29 Dead After Devastating Military Plane Crash

An aircraft transporting Russian military personnel crashed into a cliff in Crimea, a territory occupied by Russia, on March 31, killing all 29 people aboard, an event Russian Defense Ministry officials attribute to a technical malfunction.

The Soviet-era An-26 disappeared from radar around 6 p.m. local time during a routine flight across the Crimean Peninsula. After an extensive search, Russian military rescue teams located wreckage in a wooded, mountainous area of the Bakhchisarai district.

“The Defense Ministry reported that a search team found the site of the catastrophe,” the state news agency TASS reported. Six crew members and 23 passengers on board were killed.

Russian defense officials quickly ruled out an attack. A former Russian military pilot said on April 7 that early indications point to pilot error, alleging the crew began descending too soon and struck a rock about 30 kilometers from the airfield, with no evidence of mechanical failure or external impact. The Defense Ministry had previously excluded missiles, drones, or bird strikes. The formal inquiry is still underway.

Russia’s Investigative Committee confirmed the crash and opened a criminal probe into possible breaches of flight safety rules. The committee reported a slightly different count — seven crew members and 22 passengers — and officials have not reconciled the discrepancy. Lieutenant General Alexander Otroshchenko, commander of the Mixed Aviation Corps of the Northern Fleet, was among the dead, becoming the 14th Russian general killed since the start of Moscow’s full-scale invasion of Ukraine. Murmansk Governor Andrei Chibis confirmed Otroshchenko’s death on April 6 and said he had seen him “a couple of days before” the crash.

The crash occurred over Crimea, which Russia annexed unlawfully in 2014. The peninsula’s steep mountains descending to the Black Sea create hazardous conditions for flying and for rescue teams. Fighting between Ukrainian and Russian forces has continued in the region since Russia’s full-scale invasion of Ukraine more than four years ago, with Ukrainian strikes often aimed at Russian military sites there.

Ukrainian President Volodymyr Zelenskyy has repeatedly stated that Russia must withdraw from Crimea as part of any ceasefire. Last November, a U.S.-backed 28-point peace proposal indicated Kyiv would cede control of the peninsula, but talks remain stalled over key territorial issues.

The An-26 is a small tactical military transport developed by Ukraine’s Antonov company in the late 1960s. The turboprop is built primarily for military use and can carry cargo or up to about 40 passengers on short- and medium-range flights. Despite decades of service, the aging model has a troubling safety record.

In 2020, 26 people — including 19 cadets and seven crew members — died when a Ukrainian An-26 crashed near Kharkiv during a training flight; only one person survived.

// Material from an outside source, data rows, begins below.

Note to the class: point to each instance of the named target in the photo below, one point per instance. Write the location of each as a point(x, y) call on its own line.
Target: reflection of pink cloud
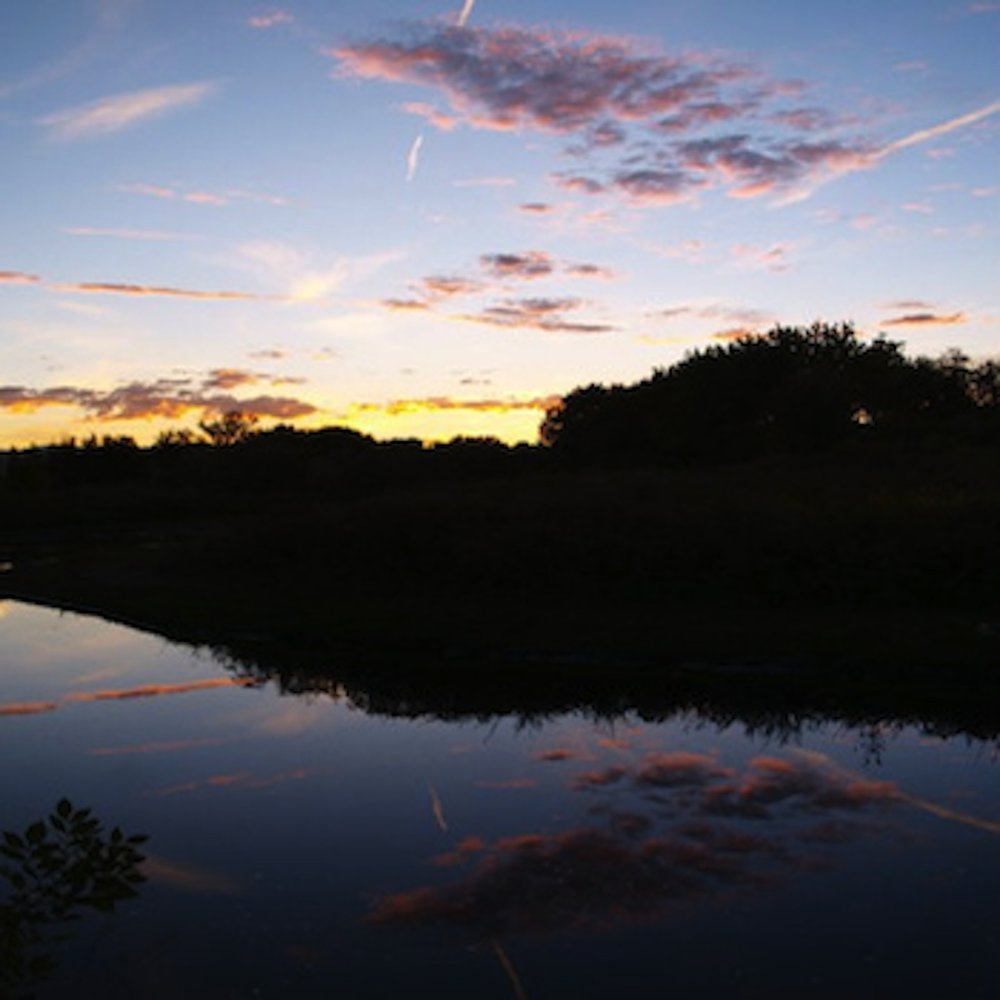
point(685, 832)
point(678, 768)
point(188, 878)
point(462, 852)
point(507, 783)
point(154, 690)
point(557, 753)
point(163, 746)
point(238, 779)
point(598, 779)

That year an An-26 also crashed in South Sudan, killing eight people, including five Russians. In July 2021, 28 people died when an An-26 went down in Russia’s Kamchatka region. Other An-26 accidents include a 2022 crash in Ukraine’s Zaporizhzhia region that killed one person, and a 2017 landing accident in the Ivory Coast that killed four of the 10 aboard.

The March 31 crash adds to a rising tally of Russian military aviation accidents since Moscow sent forces into Ukraine in 2022. In December 2025, an An-22 cargo plane crashed in Russia’s Ivanovo region, killing seven crew members. In October 2025, a MiG-31 went down in the Lipetsk region. A Tu-22M3 bomber crashed in Irkutsk in April 2025.

In March 2024, a Russian military transport carrying 15 people crashed after takeoff from a western Russian airfield. One of the deadliest recent incidents was a Su-34 bomber that crashed into a residential area of Yeysk in October 2022, starting a major fire that killed 15 civilians on the ground.

These accidents raise serious concerns about the maintenance and readiness of Russia’s aging military aviation fleet as the country continues prolonged operations in Ukraine. Many aircraft date from the Soviet era and have remained in service well beyond their expected lifespans.

The difficult terrain in the Bakhchisarai district hampered recovery efforts, and officials have confirmed there were no survivors.

The reported loss of 29 military personnel and passengers marks one of the deadliest single incidents involving Russian military aircraft in recent years, underscoring the toll that worn equipment and sustained military operations have taken on Russia’s air forces.